For any finite spectrum $X$, we have (co)unit maps $S\xrightarrow{\eta}DX\wedge X\xrightarrow{\epsilon}S$. Given any $f\colon X\to X$ we can form the composite $$ \Lambda(f) = (S \xrightarrow{\eta} DX\wedge X \xrightarrow{1\wedge f} DX\wedge X \xrightarrow{\epsilon} S) \in [S,S] = \mathbb{Z}. $$ This can be computed by the usual Lefschetz formula $$ \Lambda(f) = \sum_{n\in\mathbb{Z}} (-1)^n \text{trace}(f_*\colon H_n(X;\mathbb{Q}) \to H_n(X;\mathbb{Q})) $$ If there exists $f$ with $\Lambda(f)\neq 0\pmod{p}$, then $S$ is $p$-locally a retract of $DX\wedge X$, so the Bousfield classes $\langle X\rangle$ and $\langle S\rangle$ are equal.

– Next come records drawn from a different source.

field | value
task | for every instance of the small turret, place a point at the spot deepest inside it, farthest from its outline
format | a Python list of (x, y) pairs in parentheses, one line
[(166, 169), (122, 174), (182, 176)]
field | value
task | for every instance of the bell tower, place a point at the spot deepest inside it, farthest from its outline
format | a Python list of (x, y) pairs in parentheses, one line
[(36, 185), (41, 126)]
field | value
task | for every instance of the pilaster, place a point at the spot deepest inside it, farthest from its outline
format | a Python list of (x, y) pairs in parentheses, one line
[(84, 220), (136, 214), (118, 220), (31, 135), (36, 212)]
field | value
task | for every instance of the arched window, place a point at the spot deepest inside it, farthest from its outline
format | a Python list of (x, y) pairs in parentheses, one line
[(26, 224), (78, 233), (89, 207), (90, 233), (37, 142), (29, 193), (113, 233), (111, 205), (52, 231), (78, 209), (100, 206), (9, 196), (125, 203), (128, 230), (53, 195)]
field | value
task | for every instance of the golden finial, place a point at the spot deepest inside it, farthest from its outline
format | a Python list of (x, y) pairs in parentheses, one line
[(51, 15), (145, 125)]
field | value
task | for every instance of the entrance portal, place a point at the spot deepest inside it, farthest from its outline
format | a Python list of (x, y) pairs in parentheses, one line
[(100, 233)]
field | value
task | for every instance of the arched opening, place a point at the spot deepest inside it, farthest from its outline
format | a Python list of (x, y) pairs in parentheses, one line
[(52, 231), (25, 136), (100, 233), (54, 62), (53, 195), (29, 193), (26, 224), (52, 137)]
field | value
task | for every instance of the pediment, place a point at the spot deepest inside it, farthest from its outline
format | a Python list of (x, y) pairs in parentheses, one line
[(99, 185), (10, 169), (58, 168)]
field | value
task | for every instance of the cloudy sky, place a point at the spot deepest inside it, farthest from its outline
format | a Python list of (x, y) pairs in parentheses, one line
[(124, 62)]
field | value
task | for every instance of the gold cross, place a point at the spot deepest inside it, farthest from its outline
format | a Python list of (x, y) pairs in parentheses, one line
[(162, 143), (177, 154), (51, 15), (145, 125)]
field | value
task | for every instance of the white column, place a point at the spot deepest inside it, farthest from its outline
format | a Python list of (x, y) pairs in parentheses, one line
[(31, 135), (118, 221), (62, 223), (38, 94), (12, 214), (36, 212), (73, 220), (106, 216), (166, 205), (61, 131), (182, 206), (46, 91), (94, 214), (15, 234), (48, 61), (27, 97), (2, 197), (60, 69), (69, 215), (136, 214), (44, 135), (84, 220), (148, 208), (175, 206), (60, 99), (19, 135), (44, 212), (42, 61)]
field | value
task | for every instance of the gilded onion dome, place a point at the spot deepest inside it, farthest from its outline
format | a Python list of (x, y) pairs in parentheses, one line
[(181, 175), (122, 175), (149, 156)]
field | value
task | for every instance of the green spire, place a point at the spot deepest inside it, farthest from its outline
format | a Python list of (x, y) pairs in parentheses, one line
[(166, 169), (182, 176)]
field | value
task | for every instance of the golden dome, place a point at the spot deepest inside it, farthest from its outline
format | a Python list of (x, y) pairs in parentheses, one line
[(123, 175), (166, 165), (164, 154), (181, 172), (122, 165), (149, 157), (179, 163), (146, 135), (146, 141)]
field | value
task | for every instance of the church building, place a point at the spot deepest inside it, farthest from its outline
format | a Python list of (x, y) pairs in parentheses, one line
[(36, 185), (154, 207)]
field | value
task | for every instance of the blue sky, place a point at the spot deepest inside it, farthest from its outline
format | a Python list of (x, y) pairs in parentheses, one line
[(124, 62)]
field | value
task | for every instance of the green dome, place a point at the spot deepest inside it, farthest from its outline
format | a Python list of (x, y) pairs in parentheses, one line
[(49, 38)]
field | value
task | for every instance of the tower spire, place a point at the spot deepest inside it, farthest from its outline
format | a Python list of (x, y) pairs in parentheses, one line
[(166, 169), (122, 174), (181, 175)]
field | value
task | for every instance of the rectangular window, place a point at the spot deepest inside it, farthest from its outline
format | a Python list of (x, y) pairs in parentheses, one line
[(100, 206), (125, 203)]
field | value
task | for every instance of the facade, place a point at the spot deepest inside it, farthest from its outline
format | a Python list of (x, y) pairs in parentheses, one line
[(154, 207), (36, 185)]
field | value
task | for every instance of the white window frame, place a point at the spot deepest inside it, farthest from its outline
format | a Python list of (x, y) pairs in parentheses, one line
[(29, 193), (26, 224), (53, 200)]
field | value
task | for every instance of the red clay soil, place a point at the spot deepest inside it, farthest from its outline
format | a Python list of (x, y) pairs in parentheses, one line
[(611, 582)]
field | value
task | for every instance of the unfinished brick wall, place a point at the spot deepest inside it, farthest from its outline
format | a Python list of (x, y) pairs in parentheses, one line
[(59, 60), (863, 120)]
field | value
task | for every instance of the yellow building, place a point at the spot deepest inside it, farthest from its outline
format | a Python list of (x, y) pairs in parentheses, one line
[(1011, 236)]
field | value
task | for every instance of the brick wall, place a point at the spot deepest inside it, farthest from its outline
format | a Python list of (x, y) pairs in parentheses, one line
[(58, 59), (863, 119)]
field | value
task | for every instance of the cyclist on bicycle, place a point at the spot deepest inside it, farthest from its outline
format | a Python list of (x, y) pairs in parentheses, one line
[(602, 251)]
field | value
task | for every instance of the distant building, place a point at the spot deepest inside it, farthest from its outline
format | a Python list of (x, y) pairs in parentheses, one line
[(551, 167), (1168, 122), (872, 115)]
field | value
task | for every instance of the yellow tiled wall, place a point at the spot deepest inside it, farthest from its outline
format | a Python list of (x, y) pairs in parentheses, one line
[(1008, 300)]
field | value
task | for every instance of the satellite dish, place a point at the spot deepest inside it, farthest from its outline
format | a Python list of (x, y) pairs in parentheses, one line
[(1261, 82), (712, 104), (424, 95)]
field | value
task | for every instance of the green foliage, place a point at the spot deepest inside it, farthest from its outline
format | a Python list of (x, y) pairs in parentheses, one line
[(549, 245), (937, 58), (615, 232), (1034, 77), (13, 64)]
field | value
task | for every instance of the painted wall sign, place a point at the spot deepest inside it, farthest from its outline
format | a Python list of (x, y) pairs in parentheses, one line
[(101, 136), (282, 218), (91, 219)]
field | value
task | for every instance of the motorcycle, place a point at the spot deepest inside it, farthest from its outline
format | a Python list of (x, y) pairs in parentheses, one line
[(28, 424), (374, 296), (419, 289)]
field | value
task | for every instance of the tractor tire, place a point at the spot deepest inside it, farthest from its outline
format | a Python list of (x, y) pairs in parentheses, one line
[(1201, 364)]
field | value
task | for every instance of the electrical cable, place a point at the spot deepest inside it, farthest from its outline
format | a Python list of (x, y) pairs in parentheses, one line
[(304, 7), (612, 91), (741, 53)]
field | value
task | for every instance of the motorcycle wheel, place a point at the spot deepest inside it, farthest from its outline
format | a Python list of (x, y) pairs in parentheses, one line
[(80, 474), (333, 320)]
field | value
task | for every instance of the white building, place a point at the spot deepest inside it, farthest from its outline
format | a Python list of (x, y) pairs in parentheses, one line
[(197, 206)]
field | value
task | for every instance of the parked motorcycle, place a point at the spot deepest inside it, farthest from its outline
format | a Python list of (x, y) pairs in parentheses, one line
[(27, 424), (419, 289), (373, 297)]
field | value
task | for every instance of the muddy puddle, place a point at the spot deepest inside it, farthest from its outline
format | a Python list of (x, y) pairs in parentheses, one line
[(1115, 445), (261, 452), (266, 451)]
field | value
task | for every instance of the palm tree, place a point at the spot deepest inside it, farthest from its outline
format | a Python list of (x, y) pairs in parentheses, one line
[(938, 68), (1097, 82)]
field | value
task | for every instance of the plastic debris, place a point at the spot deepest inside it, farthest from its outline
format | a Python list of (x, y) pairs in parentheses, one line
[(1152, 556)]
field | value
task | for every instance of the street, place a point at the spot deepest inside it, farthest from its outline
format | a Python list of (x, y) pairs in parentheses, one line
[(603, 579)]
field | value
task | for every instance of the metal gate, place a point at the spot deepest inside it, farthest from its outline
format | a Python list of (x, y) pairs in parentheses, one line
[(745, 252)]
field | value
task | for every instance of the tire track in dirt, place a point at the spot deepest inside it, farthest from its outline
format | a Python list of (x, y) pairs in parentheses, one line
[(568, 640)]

Now consider the case where $X=\Sigma^\infty\mathbb{C}P^n$ for some $n>0$. In the unstable category, cellular approximation gives $$ [\mathbb{C}P^n,\mathbb{C}P^n] = [\mathbb{C}P^n,\mathbb{C}P^\infty] = [\mathbb{C}P^n,K(\mathbb{Z},2)] = H^2(\mathbb{C}P^n) = \mathbb{Z}. $$ If we write $f_q$ for the map corresponding to $q\in\mathbb{Z}$, then the effect on the cohomology ring $$ H^*(\mathbb{C}P^n)=\mathbb{Z}[x]/x^{n+1} = \mathbb{Z}\{1,x,\dotsc,x^n\} $$ is given by $f_q^*(x^k)=q^kx^k$. Put $\lambda(n,q)=\Lambda(\Sigma^\infty f_q)$. When calculating this, it is the trace of $f_q^*$ on reduced cohomology that is relevant, giving $$ \lambda(n,q) = q + q^2 + \dotsb + q^n = q(q^n-1)/(q-1). $$

  • If $p\nmid n$ then $\lambda(n,1)\neq 0\pmod{p}$
  • Now suppose that $p\mid n$ but $p-1\nmid n$ (so $p>2$). Let $q$ be a primitive root mod $p$, so in particular $q-1$ is invertible mod $p$, so there is no problem with interpreting the formula $\lambda(n,q)=q(q^n-1)/(q-1)$ modulo $p$. We then find that $\lambda(n,q)\neq 0\pmod{p}$
  • Now suppose that $p(p-1)\mid n$. By considering the cases $q=0\pmod{p}$, $q=1\pmod{p}$ and $q\neq 0,1\pmod{p}$ separately, we find that $\lambda(n,q)=0\pmod{p}$ for all $q$.

In conclusion:

  • If $p(p-1)\not\mid n$ then the above method proves that $\langle\mathbb{C}P^n\rangle=\langle S\rangle$
  • If $p(p-1)\mid n$ then we still know from nilpotence theory that $\langle\mathbb{C}P^n\rangle=\langle S\rangle$, but the above method does not suffice to prove it.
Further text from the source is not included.